Tuesday 29 September 2015

The Pimpl idiom: you're doing it wrong

Ready for a surprise?  Your implementation of the Pimpl idiom is probably broken and not just a bit broken very broken.  This is because most of the examples on the internet and in books are wrong.  Wikipedia does it wrong; Herb Sutter does it wrong; Scott Meyers even does it wrong in his new book on modern C++1; .  Pretty much everyone does it wrong.

How so?


So what is the problem with Pimpl?  It comes down to how pointers work: the constness of a pointer does not affect the constness of the pointee (the data it points to).  Allow me to demonstrate:

int* p1;             // p1 is mutable;   *p1 is mutable
int* const p2;       // p2 is immutable; *p2 is mutable
int const* p3;       // p3 is mutable;   *p3 is immutable
int const* const p4; // p4 is immutable; *p4 is immutable

Apologies if I am stating the obvious here, but this is the crux of the matter; a const pointer is different than a pointer to const.  The former cannot be changed to point to something else, while the latter cannot be used to modify what it points to.  Of course, you may have a const pointer to const, but the effects of the two constnesses are still completely independent of one another.
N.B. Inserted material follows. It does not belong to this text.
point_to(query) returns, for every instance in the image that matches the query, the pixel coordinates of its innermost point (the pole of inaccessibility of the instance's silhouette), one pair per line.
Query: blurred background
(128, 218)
So how does this relate to Pimpl?  Look at this member function taken from a class using the Pimpl idiom:

bool widget::is_zero() const {
    return impl->value = 0;
}

Spot the problem?  This is the canonical example of accidentally typing = when we meant to type ==, thereby modifying our value instead of performing an equality test.  Ordinarily, value would be immutable within a const member function, and the compiler would complain about it being read-only.  Unfortunately, value is not a member of widget.  Sure, the pointer impl is immutable, but this just means we cannot make it point to something else; what it points to will still be mutable.

Dangerous behaviour


That's right: by valiantly wielding one of the staple tools in the C++ developer's toolbox, we have unwittingly demolished one of the pillars of good C++ design: const-correctness.  This is particularly worrying in the modern era of concurrency, considering that const-correctness is essential to writing thread-safe software.

Ironically, it all comes down to the fact that pointers are ill-suited for implementing the Pimpl ("pointer" to implementation) idiom.  std::unique_ptr doesn't even make things better, as it has the same dereferencing behaviour as a raw pointer (and so it should).  Of course, std::unique_ptr does provide us with automatic resource management, so we would prefer to use it over a raw pointer and explicit delete.

The solution


What we need is something like std::unique_ptr, but where the constness of the pointee is tied to the constness of the pointer itself.  Luckily, C++ provides us the tools to do exactly that:

template<typename T>
class pimpl_ptr
{
private:
    T* impl;

public:
    pimpl_ptr(T* impl = nullptr) : impl(impl) {
    }

    pimpl_ptr(pimpl_ptr const&) = delete;
    pimpl_ptr& operator=(pimpl_ptr const&) = delete;

    pimpl_ptr(pimpl_ptr&& other) : impl(other.impl) {
        other.impl = nullptr;
    }

    pimpl_ptr& operator=(pimpl_ptr&& other) {
        impl = other.impl;
        other.impl = nullptr;
        return *this;
    }

    ~pimpl_ptr() {
        delete impl;
    }

    T const& operator*() const {
        return *impl;
    }

    T& operator*() {
        return *impl;
    }

    T const* operator->() const {
        return impl;
    }

    T* operator->() {
        return impl;
    }
};

Note the const overloads of the star and arrow operators which return reference/pointer to const.  This wrapper class is significantly simpler than any std::unique_ptr implementation, but given its specialized purpose, I don't think we need anything more complicated.  Simply drop it in place of std::unique_ptr and you're ready to roll.

In conclusion


Quite how such a dangerous flaw has gone largely unappreciated by the C++ community for so long, I don't know.  Of course, I am not the first to notice this issue; indeed, it seems a proposal has been submitted to the standards committee which attempts to address the problem in much the same way as I have here.  Nonetheless, I hope this post will help to raise awareness before a solution is standardized *cough*modules*cough*.


1 Effective Modern C++, Item 22